Oil storage tanks are manufactured using polyethylene (plastic) or steel materials. They can be available in a variety of sizes and shapes to suit customer needs and requirements. At home, oil storage tanks are used to supply oil for cooking and heating. They can last for as long as 20 years if properly taken care of. Beyond these years, oil storage tanks tend to fail and must be replaced immediately.
Location Is Important
Oil supply stored at home can start a fire. Thus, it is important to adhere to government regulations for safety. There are typical fire separation distances that are implemented to provide enough protection. Stored fuel has to be far away as possible from all heat sources. Accepted distances between oil storage tanks and various heat sources are the following:
Typically, the regulated fire distance is at 1.8 meters or approximately 6 feet. This includes distance between fuel supply and
(1) oil-fired appliances,
(2) windows or doors;
(3) fire-prone structure or building (such as a garden shed); and
(4) building or house eaves. For fences or boundaries, a 760mm or 2.5ft distance should be kept away from oil tanks. If there are no boundaries, fences, or gates, but foliage or trellis instead, a 600mm or 2ft distance should be maintained.

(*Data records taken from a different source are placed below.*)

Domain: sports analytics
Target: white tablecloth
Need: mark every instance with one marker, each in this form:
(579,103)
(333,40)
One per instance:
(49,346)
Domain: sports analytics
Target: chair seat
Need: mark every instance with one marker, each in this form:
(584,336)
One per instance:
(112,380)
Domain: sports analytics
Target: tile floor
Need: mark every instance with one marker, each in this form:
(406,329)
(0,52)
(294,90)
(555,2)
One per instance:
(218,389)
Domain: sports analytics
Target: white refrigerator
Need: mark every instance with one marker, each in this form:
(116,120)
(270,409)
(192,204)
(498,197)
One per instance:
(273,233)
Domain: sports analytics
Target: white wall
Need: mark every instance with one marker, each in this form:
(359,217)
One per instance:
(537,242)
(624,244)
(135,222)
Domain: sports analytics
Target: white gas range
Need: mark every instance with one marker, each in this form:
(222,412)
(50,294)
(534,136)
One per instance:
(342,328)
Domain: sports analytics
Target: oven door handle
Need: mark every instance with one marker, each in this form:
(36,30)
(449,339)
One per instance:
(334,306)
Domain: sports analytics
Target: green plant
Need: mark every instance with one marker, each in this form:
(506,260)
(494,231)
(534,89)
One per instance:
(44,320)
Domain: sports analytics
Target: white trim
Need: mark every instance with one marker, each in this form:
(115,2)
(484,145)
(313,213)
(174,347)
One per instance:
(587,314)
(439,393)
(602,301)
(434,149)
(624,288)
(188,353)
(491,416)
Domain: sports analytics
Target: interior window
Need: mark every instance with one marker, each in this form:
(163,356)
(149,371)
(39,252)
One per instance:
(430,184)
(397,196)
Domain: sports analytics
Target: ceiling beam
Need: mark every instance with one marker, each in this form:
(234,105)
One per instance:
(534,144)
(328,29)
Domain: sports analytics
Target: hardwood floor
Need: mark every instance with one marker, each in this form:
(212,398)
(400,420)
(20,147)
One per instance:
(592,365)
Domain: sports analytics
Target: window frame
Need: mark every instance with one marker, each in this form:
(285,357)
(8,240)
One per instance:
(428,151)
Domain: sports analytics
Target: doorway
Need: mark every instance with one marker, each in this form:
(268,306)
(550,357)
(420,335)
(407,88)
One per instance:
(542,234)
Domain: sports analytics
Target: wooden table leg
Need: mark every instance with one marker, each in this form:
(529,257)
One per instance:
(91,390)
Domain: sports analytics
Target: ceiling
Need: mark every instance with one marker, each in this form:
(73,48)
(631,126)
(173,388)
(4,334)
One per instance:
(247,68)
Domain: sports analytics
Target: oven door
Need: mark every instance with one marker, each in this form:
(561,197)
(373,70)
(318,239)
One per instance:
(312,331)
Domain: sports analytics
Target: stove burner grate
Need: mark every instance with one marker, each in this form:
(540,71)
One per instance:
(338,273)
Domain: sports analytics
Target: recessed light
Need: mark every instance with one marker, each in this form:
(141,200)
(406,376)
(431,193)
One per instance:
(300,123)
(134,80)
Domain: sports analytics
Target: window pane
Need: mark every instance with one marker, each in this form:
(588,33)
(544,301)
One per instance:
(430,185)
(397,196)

Regulations differ from one place to another. Always check local guidelines for adherence. In case oil tanks are kept inside buildings or houses, a different set of rules also apply.
Proper Support Is Important, Too
For both environmental and safety reasons, providing a suitable support and base for an oil storage tank is crucial. An oil tanks base should be:
(1) big enough to extend beyond a tank on all sides by 300mm or 1ft;
(2) constructed of stonework, paving stones, or concrete;
(3) imperforate, level, and non-combustible; and
(4) sturdy, durable, and strong to support the weight of a tank.
Both commercial and residential oil storage bunded tanks must have adequate support. Otherwise, they can become weak and may lead to leakage or spill. All throughout the life of oil storage tanks, they must be properly maintained to avoid failures.